Patent Monopolies Lead to Corruption #54,358: The Case of Opioids

October 15, 2017

The Washington Post had a lengthy piece on the intense lobbying efforts by the pharmaceutical industry, along with retail drug store chains, to block legislation that would have imposed stronger penalties for improperly prescribing and distributing opioids. While the piece provides considerable detail on the efforts of specific actors to intervene with members of Congress to weaken legislation, it neglects to mention the importance of patent monopolies in this picture.

As everyone who has taken Econ 101 knows, when the government imposes a tariff in a market that raises the price of an item by 10 or 20 percent, it encourages corruption. The beneficiaries of this tariff have the incentive to lobby to try to extend and enlarge this protection. Lobbying and bribing politicians can be a more effective way to increase profits than cutting production costs or developing a better product.

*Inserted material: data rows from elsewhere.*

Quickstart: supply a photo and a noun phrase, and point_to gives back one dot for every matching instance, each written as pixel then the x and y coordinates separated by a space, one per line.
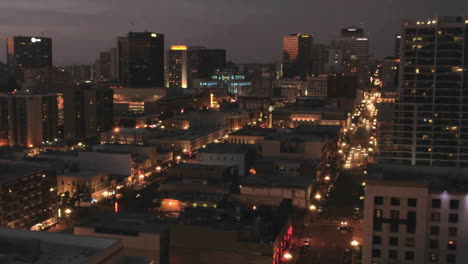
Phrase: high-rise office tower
pixel 431 113
pixel 297 55
pixel 187 63
pixel 28 53
pixel 397 45
pixel 354 44
pixel 28 119
pixel 87 111
pixel 203 62
pixel 103 67
pixel 114 65
pixel 319 58
pixel 141 60
pixel 178 66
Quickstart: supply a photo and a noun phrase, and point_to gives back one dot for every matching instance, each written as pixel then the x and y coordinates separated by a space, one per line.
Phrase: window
pixel 452 231
pixel 435 217
pixel 394 227
pixel 376 253
pixel 395 201
pixel 378 213
pixel 395 214
pixel 451 258
pixel 377 226
pixel 411 222
pixel 433 244
pixel 409 255
pixel 454 204
pixel 451 244
pixel 453 218
pixel 376 240
pixel 378 200
pixel 410 242
pixel 412 202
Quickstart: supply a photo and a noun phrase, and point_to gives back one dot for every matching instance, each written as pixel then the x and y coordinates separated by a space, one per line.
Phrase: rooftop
pixel 21 246
pixel 278 181
pixel 226 148
pixel 12 170
pixel 108 222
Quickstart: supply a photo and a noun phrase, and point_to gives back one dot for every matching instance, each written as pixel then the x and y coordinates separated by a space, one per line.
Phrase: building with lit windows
pixel 87 112
pixel 297 55
pixel 139 234
pixel 431 110
pixel 178 66
pixel 415 215
pixel 56 248
pixel 319 58
pixel 317 86
pixel 91 183
pixel 354 44
pixel 189 63
pixel 28 53
pixel 28 196
pixel 30 119
pixel 141 60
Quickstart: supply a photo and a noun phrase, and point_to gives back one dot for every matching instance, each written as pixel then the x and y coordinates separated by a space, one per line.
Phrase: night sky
pixel 250 30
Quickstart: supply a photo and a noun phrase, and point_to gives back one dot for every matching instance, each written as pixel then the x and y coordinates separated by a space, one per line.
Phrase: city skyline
pixel 186 23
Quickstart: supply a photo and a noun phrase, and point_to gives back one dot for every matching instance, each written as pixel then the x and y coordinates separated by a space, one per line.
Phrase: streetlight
pixel 287 256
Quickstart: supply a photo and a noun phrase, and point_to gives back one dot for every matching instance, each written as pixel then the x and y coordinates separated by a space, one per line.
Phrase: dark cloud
pixel 250 30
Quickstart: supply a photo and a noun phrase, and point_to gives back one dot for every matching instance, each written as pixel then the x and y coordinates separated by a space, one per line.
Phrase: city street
pixel 345 198
pixel 327 245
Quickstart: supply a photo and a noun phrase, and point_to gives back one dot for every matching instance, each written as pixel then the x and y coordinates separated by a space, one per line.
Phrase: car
pixel 305 242
pixel 345 228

In the case of patent monopolies, the price can increase by a factor of ten or even a hundred, equivalent to a tariff of 1,000 or 10,000 percent. The implied mark-ups provide an enormous incentive for companies to lobby to protect and enhance their markets. As the piece tells readers, “each 30-pill vial of oxycodone was worth $900.” If a 30-pill vial was selling for $30, there would have been much less incentive to lobby against legislation that would limit sales.

For some reason, patent monopolies and their role in maintaining high prices for opioids are never mentioned in this piece. It is probably worth mentioning that the Washington Post gets a substantial amount of advertising revenue from the pharmaceutical industry.